While establishing this initiative, several conversations about its purpose and validity have come about. Often, these conversations start with a well-meaning, “are you able to do…?” And while often the answer is yes, there’s often a follow up question which may derail the intent. “ As a result of (this item being done), how does your mission or vision prove its success? “ Unfortunately, for many new companies this can come across as disabling - in part because many people do not think far beyond the outputs they are asking for.
It’s important to qualify outcomes through understanding outputs. These outputs give an anchor to outcomes which may or may not be within the complete control of that team or organization. For example, one team or organization may be tasked with modernizing a specific process flow with outputs of improved efficiency, reduction in manual processes, etc. But, the outcomes of these activities may present themselves in further-caught measures such as employee retention, budget reductions/savings, or even a complete product revolution.
From this vantage point, all in the organization should understand many (if not most of the) outcomes of their activities beyond short-term goals. For example, if an organization wants to develop a retraining program, the outcome might sound like “ we just want to retain our people. “ It is not. This is output. The outcomes of retraining point to reallocations of work for enhanced economic value. It is often a reallocation of resources. And more often for leadership, retraining programs offers a soft landing when having to make hard decisions about who to keep/remove and where to pivot your product. So knowing the destination outcomes (profitability, usability, accessibility, etc.) are key for all, even if they may not be around to see or control future activities.
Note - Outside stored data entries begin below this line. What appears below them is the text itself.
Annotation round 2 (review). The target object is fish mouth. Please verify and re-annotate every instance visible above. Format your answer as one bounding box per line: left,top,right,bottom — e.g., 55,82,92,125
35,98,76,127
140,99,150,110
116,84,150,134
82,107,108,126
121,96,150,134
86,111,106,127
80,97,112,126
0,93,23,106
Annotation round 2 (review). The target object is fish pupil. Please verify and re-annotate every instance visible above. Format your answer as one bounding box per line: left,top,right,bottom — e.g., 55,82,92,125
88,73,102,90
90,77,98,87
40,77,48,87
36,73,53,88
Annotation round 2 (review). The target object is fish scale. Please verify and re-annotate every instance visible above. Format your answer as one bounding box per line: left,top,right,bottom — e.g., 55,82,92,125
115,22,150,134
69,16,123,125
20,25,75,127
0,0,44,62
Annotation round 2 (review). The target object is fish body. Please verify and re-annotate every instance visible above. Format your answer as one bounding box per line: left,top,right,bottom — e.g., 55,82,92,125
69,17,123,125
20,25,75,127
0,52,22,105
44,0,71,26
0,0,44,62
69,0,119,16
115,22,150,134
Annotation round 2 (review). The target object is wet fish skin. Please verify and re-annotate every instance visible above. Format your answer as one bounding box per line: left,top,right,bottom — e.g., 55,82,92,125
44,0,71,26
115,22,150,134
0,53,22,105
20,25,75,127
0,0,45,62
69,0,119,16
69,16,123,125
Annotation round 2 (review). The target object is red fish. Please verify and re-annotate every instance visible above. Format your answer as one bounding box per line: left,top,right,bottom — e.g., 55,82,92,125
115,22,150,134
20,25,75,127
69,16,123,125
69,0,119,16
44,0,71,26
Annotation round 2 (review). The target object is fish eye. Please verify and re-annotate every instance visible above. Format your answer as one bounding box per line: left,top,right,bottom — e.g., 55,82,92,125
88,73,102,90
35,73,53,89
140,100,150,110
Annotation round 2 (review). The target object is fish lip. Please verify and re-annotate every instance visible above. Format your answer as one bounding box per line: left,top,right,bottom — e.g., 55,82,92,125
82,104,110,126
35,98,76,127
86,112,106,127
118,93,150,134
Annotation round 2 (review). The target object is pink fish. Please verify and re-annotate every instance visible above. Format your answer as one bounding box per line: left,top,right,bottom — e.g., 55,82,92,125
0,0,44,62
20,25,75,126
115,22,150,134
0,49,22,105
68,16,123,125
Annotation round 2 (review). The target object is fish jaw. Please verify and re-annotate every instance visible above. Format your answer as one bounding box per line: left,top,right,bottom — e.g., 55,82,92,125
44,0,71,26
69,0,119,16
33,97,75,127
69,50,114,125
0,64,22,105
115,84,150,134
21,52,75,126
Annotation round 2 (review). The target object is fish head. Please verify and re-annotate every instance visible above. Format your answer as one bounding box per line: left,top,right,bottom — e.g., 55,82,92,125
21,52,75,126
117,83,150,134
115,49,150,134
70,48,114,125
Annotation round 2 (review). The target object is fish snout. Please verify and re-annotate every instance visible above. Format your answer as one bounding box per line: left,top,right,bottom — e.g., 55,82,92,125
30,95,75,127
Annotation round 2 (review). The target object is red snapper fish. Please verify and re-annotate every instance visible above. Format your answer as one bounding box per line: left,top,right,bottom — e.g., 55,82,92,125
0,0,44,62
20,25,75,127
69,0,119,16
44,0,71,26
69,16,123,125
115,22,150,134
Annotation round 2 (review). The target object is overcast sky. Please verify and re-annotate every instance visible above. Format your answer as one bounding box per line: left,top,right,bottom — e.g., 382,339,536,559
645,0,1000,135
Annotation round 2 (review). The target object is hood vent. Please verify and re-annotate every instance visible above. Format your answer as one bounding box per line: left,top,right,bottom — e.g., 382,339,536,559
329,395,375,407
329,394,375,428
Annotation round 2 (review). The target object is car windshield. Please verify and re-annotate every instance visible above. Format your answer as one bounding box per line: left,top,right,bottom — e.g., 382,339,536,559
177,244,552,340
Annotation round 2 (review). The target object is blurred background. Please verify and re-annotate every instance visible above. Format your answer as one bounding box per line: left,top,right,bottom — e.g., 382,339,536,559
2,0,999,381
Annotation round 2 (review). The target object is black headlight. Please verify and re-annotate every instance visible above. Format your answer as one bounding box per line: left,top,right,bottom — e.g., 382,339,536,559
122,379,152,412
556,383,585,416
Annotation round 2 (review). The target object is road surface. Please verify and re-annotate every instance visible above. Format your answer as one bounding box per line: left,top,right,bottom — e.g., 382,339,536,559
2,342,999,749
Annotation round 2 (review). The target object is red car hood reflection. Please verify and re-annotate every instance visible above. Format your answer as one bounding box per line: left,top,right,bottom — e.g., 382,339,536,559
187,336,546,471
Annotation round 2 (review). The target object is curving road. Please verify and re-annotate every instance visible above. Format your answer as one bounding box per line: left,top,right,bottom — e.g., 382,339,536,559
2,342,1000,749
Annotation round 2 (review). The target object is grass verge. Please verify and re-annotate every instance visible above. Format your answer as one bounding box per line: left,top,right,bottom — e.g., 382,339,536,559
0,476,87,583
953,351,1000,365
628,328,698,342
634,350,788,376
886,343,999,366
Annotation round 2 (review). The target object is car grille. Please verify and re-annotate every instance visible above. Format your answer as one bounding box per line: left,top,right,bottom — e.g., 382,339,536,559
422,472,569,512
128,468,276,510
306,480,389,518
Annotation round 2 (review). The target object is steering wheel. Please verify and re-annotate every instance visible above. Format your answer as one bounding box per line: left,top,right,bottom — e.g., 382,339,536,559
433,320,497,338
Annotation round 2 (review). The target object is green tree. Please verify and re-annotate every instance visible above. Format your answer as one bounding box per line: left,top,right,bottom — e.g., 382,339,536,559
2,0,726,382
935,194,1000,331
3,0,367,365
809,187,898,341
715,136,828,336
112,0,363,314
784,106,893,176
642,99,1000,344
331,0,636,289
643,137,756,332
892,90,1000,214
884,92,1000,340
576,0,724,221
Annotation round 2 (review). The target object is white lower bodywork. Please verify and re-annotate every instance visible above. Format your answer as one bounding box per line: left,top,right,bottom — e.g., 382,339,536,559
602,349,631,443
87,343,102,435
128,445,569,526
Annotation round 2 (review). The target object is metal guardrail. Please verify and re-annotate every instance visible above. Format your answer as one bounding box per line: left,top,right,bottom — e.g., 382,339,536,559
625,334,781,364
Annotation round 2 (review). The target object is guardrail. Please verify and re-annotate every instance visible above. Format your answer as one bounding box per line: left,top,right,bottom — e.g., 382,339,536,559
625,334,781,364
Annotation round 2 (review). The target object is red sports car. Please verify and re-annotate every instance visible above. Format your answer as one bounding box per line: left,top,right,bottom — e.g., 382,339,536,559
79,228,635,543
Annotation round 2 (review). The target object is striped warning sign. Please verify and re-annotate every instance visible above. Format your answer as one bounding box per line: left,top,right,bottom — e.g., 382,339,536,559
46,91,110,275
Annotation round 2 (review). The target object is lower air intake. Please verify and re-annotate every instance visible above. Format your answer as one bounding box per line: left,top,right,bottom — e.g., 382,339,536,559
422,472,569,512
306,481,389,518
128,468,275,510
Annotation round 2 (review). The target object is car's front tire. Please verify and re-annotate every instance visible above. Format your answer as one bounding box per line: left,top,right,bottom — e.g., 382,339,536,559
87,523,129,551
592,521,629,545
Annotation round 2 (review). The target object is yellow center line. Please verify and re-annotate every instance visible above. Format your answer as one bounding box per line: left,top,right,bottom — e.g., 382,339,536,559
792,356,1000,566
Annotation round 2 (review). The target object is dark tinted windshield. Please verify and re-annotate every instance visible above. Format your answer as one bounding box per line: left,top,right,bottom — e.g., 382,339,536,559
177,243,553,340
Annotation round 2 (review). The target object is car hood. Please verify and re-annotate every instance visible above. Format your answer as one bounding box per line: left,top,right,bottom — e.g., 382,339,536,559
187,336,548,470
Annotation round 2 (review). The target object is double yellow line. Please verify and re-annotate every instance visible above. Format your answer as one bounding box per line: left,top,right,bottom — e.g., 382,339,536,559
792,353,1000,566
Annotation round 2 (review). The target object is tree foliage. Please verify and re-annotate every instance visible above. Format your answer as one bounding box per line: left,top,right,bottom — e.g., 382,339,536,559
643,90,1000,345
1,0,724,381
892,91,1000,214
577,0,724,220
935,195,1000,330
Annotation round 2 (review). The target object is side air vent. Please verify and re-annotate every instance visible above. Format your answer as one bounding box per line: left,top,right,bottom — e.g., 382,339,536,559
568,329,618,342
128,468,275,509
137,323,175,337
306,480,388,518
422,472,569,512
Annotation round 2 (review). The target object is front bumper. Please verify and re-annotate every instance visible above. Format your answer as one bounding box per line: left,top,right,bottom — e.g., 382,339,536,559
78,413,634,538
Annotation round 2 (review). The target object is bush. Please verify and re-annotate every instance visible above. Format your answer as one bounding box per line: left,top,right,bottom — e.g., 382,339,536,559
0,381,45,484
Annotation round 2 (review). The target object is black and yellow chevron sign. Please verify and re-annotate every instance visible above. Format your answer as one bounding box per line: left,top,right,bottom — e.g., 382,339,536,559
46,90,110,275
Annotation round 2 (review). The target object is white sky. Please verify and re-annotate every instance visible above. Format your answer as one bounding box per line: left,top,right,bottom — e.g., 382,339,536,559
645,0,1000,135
In the agile software methodology, there is a framing of tasks expressed in the format of:
As a result of (blank), the user will be able to (blank), so that they can (blank)
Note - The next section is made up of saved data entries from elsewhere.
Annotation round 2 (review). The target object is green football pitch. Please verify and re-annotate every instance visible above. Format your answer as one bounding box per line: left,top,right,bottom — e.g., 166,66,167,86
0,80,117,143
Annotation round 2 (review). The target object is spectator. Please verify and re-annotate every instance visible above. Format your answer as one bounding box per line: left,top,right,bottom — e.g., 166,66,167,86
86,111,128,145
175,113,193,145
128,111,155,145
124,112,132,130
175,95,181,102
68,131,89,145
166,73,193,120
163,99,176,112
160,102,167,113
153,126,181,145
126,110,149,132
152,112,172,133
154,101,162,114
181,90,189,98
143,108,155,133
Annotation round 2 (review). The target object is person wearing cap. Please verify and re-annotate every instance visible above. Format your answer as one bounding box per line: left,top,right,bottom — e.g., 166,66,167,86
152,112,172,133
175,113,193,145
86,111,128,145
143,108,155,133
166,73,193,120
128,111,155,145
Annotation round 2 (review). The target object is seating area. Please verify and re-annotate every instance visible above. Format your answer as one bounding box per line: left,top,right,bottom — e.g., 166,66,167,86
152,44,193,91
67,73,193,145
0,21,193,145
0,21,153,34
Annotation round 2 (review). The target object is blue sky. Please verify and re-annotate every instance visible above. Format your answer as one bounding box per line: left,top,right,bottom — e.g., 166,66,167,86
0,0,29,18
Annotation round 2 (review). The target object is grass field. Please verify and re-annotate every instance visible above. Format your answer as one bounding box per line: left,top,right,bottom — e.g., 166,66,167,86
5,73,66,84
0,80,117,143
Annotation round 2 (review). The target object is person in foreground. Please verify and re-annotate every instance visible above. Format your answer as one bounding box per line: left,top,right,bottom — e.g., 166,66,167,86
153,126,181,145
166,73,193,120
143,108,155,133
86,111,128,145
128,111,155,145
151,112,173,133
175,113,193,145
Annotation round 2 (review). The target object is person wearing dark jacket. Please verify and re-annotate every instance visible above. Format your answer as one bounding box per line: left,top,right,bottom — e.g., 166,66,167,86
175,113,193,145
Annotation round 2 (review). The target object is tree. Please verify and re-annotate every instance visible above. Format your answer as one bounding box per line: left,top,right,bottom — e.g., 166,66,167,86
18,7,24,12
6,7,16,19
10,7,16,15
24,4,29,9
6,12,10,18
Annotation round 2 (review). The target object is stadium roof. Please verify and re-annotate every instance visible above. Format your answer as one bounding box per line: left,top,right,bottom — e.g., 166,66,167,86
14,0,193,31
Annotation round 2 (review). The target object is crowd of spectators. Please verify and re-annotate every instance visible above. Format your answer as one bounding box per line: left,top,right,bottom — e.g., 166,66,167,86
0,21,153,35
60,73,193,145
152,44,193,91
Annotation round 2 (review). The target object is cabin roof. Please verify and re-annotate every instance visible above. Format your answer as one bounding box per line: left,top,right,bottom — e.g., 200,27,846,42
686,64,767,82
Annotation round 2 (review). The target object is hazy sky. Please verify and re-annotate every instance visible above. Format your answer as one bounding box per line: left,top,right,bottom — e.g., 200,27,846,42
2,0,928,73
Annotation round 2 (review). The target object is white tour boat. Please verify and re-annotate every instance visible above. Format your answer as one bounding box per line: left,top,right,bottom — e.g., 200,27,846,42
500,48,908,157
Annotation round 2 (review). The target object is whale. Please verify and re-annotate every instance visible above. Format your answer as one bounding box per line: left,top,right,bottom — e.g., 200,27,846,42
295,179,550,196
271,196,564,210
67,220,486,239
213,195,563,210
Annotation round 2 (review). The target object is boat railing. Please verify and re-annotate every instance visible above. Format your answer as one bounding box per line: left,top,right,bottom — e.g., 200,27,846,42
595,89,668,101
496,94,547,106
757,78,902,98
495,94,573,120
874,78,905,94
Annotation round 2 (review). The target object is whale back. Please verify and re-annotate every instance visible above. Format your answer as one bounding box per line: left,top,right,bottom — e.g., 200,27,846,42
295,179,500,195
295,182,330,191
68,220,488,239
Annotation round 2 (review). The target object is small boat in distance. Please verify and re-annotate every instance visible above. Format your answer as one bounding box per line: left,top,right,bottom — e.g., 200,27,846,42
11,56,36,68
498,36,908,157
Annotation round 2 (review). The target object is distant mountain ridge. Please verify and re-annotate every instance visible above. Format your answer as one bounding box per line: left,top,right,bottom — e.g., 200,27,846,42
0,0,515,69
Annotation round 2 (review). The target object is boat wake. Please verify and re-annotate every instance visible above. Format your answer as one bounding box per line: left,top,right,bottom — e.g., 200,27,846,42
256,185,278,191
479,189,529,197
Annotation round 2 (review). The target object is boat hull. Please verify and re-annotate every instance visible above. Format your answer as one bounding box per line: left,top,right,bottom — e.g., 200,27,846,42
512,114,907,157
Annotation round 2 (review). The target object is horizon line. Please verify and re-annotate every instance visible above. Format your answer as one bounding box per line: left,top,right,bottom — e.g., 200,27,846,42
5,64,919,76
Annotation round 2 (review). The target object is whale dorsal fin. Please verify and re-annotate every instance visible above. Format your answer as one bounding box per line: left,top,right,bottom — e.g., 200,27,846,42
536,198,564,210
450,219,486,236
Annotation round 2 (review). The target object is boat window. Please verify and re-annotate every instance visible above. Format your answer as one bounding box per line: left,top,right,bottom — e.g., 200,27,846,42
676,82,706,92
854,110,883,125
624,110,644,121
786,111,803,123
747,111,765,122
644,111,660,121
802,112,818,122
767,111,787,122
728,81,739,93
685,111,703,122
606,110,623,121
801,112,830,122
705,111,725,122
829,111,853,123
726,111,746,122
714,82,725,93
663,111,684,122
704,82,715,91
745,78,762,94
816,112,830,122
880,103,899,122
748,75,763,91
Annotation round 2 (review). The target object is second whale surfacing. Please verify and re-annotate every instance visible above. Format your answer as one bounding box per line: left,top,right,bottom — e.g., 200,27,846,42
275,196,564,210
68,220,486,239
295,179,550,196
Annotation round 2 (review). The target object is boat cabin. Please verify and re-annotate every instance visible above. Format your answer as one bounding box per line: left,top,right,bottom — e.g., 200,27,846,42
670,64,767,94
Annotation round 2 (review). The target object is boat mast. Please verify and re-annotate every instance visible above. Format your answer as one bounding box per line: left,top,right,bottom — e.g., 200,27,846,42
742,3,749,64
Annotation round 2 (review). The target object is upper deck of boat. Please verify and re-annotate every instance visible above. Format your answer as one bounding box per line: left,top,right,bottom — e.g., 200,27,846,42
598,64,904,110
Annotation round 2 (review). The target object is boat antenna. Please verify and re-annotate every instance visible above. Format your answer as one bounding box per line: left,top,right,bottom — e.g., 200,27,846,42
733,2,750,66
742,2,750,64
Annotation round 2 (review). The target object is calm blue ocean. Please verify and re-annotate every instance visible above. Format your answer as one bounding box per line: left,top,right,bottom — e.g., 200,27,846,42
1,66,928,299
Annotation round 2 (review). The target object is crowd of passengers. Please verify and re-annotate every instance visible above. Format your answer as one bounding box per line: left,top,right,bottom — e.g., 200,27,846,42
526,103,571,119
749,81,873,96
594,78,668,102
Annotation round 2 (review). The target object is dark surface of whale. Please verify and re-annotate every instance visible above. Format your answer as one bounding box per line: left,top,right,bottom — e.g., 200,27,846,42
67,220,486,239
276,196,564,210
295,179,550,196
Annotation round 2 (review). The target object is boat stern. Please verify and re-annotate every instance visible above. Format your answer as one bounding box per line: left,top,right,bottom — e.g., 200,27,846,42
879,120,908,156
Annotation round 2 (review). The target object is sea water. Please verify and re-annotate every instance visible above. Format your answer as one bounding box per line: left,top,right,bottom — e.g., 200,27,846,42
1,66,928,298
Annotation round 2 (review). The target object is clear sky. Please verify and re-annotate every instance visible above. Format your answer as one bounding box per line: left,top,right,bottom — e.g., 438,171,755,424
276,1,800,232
This framing keeps developers in mind of the entire scope of the product or feature, while focusing project managers and other stakeholders - who bend into reactive postures - at what’s immediately in front them (that is, the outputs). By keeping the longer-term vision in front of the ask, teams are less likely to be disabled by the question of “ as a result of doing this action, what’s going to happen? “
With this focus, the team or organization grabs the attention of those who will be most impacted by implementing the product or feature. Producers can then earnestly carry that vision through the ups and downs of implementing those outputs. After implementing the feature or product, the outcome will be a clear lens as to the state of what was created. Here, the united voices of outputs and outcomes should elevate items from “a job to be done” to “here’s what we added to…”
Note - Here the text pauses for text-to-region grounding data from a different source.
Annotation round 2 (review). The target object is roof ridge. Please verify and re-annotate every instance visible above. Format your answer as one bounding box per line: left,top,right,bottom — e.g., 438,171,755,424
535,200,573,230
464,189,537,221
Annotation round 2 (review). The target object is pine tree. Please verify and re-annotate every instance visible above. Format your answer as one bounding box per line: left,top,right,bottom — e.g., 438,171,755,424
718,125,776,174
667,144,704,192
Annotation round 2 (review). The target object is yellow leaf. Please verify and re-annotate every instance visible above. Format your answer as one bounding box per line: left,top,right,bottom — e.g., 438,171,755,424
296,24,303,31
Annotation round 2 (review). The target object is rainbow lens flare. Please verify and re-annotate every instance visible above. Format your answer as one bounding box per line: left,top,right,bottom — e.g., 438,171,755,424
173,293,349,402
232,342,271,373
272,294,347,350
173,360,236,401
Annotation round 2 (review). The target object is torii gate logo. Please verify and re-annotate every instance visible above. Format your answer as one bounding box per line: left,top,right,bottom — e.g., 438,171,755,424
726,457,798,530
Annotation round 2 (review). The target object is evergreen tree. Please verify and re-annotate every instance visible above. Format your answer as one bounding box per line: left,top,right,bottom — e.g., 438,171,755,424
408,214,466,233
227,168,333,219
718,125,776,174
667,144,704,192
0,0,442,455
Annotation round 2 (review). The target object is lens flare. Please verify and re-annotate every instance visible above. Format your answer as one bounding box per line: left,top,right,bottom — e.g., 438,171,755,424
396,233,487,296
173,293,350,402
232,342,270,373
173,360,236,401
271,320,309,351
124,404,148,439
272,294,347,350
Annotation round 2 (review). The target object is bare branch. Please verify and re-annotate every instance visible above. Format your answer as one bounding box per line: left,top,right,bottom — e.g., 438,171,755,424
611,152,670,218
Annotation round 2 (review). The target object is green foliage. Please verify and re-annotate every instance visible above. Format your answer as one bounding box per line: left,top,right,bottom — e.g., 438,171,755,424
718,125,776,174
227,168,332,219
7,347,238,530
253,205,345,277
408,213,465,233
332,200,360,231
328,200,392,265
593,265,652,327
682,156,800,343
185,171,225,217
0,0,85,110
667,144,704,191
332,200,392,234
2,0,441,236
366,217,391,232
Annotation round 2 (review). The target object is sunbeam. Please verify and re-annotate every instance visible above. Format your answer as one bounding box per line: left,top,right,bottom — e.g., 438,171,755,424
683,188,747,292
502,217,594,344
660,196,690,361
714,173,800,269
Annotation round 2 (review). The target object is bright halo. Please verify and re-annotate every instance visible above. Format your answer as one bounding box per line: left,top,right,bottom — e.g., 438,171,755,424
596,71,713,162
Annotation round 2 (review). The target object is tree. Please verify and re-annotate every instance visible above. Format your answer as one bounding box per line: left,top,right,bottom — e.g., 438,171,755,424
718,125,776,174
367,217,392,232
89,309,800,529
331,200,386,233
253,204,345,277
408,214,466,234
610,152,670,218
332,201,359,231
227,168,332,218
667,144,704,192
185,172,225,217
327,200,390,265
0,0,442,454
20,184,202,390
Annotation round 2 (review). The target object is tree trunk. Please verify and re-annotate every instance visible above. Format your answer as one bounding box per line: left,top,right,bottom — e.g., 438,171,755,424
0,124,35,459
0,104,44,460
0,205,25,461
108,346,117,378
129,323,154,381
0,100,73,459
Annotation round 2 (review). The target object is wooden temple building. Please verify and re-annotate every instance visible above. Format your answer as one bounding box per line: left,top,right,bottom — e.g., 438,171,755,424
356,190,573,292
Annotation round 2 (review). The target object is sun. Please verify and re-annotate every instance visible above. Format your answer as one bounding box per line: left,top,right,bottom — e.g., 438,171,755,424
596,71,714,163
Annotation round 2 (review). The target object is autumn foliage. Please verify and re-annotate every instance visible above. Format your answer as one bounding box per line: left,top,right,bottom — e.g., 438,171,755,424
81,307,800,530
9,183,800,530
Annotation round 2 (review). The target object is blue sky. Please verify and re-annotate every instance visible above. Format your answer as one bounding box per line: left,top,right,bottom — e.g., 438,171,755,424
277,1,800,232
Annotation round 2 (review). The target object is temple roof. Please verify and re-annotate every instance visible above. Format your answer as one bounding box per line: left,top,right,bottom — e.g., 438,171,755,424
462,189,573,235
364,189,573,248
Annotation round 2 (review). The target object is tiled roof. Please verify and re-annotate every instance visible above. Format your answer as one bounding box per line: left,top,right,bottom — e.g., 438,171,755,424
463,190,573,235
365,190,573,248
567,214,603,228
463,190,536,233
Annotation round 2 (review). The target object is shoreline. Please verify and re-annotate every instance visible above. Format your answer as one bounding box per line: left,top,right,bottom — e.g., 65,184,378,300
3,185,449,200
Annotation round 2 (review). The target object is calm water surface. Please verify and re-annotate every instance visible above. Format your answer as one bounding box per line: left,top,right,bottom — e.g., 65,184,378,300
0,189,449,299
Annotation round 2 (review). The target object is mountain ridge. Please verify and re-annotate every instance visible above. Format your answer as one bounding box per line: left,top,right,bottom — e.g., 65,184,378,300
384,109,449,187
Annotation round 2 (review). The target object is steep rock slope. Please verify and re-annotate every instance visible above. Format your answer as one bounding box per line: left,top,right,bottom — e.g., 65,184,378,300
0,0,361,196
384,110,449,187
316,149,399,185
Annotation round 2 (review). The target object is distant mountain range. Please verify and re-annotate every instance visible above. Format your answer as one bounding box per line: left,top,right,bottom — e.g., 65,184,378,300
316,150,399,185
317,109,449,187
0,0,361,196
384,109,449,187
If this voice is missing or not in harmony, the team and org are disabled. And many orgs don’t understand how many structures within and without are setup to cultivate disability, rather than re-engineer complexity into harmonious outcomes. An inability for non-leadership to clearly communicate outcomes, or measure contributing to them, is a disability found in those conversations. From there, Avancee looks to co-produce a better story for orgs, through coaching and consulting the shape of design which fits their specific outcomes.